WE NEED THE ASBURY PARK PRESS IN CENTRAL NEW JERSEY!
By Gordon Bishop (12/18/07)
New Jersey's daily newspapers are struggling to survive because of the explosive impact of the Internet, which reports news and endless information 24 hours a day, 7 days a week.
I know that as a lifetime journalist who has worked at The Star-Ledger, The North Jersey Herald News and various regional magazines for more than 37 years.
My ilk is known as “the ink press communicators.” Daily newspapers like The Star-Ledger and the Jersey Shore Asbury Park Press are competing against television, radio, magazines and thousands of news sources on the global network.
My 39-year-old daughter doesn’t read a daily newspaper. She lives in Sea Bright. As a professional photographer, she does advertise in the local weekly, The Hub, based in Red Bank. She gets more “bang for the buck” than paying for the higher Ad rates in the more expensive advertising dailies.
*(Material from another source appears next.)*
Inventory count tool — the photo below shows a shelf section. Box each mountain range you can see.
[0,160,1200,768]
My forecast is that weeklies will survive at the grassroots level, while the regional dailies continue to lose circulation and, thus, advertising. A shrinking advertising base forced Gannet Newspapers to downsize its daily paper in Ocean County (The Observer-Reporter) to a weekly paper. The Ocean daily had 40,000 subscribers. Gannett Newspaper Chain hasn’t seen a profit in 7 years.
That saddens me because my wife and I have been reading the Asbury Park Press since we moved from Bergen County to Monmouth County’s Eatontown in February 1971, and for the last two years, in neighboring Ocean Township at a new gated community called “Cedar Village” for the 55 and older.
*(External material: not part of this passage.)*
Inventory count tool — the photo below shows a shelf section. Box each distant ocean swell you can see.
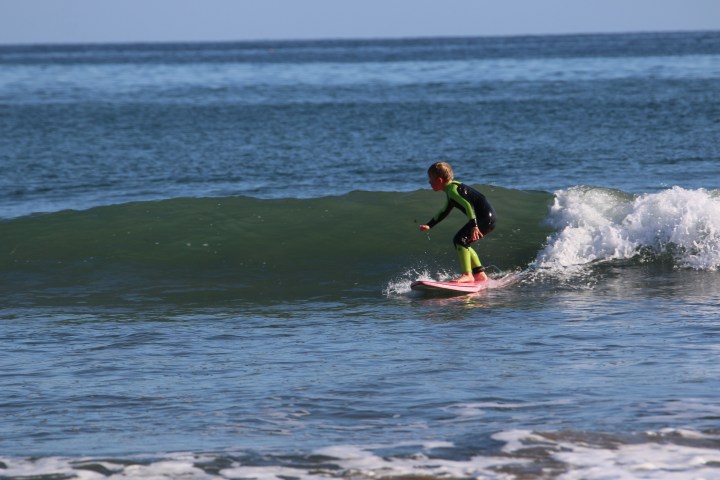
[0,187,720,303]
I really can’t eat breakfast (Cheerios, coffee and an oatmeal cookie) without reading The Press laid out on the kitchen table. My wife reads the women’s news – and, of course, the ads designed for women. My wife loves the shop!
Over the last 37 years, The Press has been very kind to me by reviewing my books (a dozen over the years) and a musical I wrote with my daughter’s music teacher at Memorial School in Eatontown. During most of those years, I was working at The Star-Ledger as its Environmental Editor and Columnist (on the OP-ED page).
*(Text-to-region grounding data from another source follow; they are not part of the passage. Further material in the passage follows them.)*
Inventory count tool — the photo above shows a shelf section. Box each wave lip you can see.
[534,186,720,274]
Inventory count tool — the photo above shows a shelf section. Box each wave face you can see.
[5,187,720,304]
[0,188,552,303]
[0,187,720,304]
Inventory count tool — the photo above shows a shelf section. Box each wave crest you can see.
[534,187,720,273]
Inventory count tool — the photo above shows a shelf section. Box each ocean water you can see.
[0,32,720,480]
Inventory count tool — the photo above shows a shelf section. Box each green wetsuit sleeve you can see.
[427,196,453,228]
I personally want to thank Donald Lass (The Press’ co-owner) and, more recently, Skip Hidlay, the new Editor, for recognizing my work as an author and journalist. Hey, we’re in this together. It’s do or die for the newspaper industry, with two exceptions in our metro region – The New York Daily News and The New York Post, both smaller-sized “Tabloids.”
It’s not easy watching your life-long profession sliding into print oblivion.
The reason I want The Asbury Park Press to survive is because of the great investigative work it does for us, the working taxpayers and voters.
Have you been following The Press’ top-notch investigation into the closing of Fort Monmouth, which employs some 5,000 people and is spread out over 1,200 acres in Eatontown, Oceanport and Shrewsbury?
This series should win the Pulitzer Prize in “Investigative Reporting for 2007.
While the federal government is trying to shut down Fort Monmouth, The Press found countless errors in the government’s decision-making process to get rid of the fort, which is an integral source of high-tech communications in fighting the Global War on Terror.
President Bush and the U.S. Congress will certainly lose the terrorism war if Fort Monmouth closes its gates forever.
Insane? You bet it is!
So keep up your patriotic “Save the Fort” series on Page One, you Press people, and save America in the process.
God Bless America (and The Asbury Park Press).
Gordon Bishop
(Gordon Bishop is a “Who’s Who in the World” award-winning author, historian, syndicated columnist and New Jersey’s first “Journalist-of-the-Year” – 1986/New Jersey Press Association.)